Obverse, a bust of Queen Victoria with veil |
Reverse, Britannia in the foreground facing right holding a standard and waving a wreath over an army marching along the shore, with ships offshore in the background |
During the 1830s and 1840s several Dutch republics had been established outside the British Cape Colony in South Africa, among which were Transvaal and the Orange Free State, all now in modern South Africa. Transvaal was annexed briefly by the British but its independence re-established in the First Boer War.
In the 1880s however the discovery of vast gold reserves in Transvaal brought large numbers of foreign settlers, largely British, across the border, and an attempted coup at the instigation of Cecil Rhodes in 1895. Military escalation followed, negotiations failed and the two Boer republics, convinced that the British intended annexation, declared war in the Cape Colony in October 1899.
The immediate result was the siege of British troops in Ladysmith, Mafeking and Kimberley, while field forces attempting to come to their relief were defeated in several open battles by Boer contingents. Kimberley, the first town to be relieved, could open its gates only in mid-February; Mafeking, famously, had to hold out until May. The Boers moved to cut off the Imperial garrisons from potential help, and a force blocking the railway line at Elandslaagte was defeated by Imperial forces on October 21, but long supply lines and unknown opposition convinced the Imperial commander to withdraw despite his victory.

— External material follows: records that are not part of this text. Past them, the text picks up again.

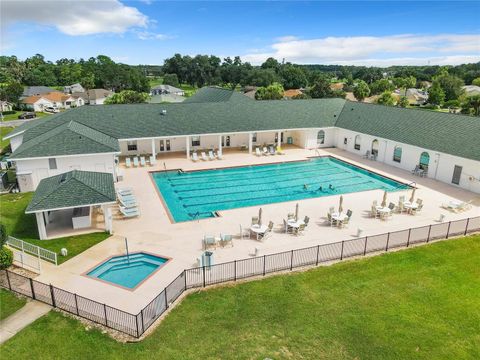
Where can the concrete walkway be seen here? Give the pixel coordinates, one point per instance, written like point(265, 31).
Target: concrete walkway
point(22, 318)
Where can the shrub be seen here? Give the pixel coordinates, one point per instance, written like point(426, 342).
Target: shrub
point(6, 258)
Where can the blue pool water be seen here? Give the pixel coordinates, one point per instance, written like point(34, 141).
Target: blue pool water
point(128, 271)
point(198, 194)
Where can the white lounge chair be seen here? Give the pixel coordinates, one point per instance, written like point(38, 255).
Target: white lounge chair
point(129, 212)
point(153, 161)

A relief force sent to Ladysmith was roundly defeated by Louis Botha in January 1900 while attempting to cross the Tugela River at Colenso, and again at Val Krantz on 5 February. After a portion of the Boer forces were penned up in a siege at Paardeberg by General Lord Horatio Kitchener and captured, Ladysmith was finally relieved on 15 February, by which time a fuller Imperial offensive was driving the Boers back. Their resistance in the field was more or less quelled by May 1900, but Louis Botha fought one last set-piece battle at Bergendal, also known as the Battle of Belfast after the larger town nearby, where, outnumbered four-to-one, the Boers were driven out, thereafter to abandon conventional engagements. Their forces maintained a bitter and obdurate guerilla campaign in several areas of the two Republics until mid-1902, when a surrender was finally agreed.
This medal was awarded to Private P. Green of the Manchester Regiment, who appears, unlike most of those who fought at Elandslaagte, to have later got through to Ladysmith and joined the defenders there, and finally to have fought against Botha's 5,000 at Bergendal. Lester Watson acquired his medal at some point before 1928.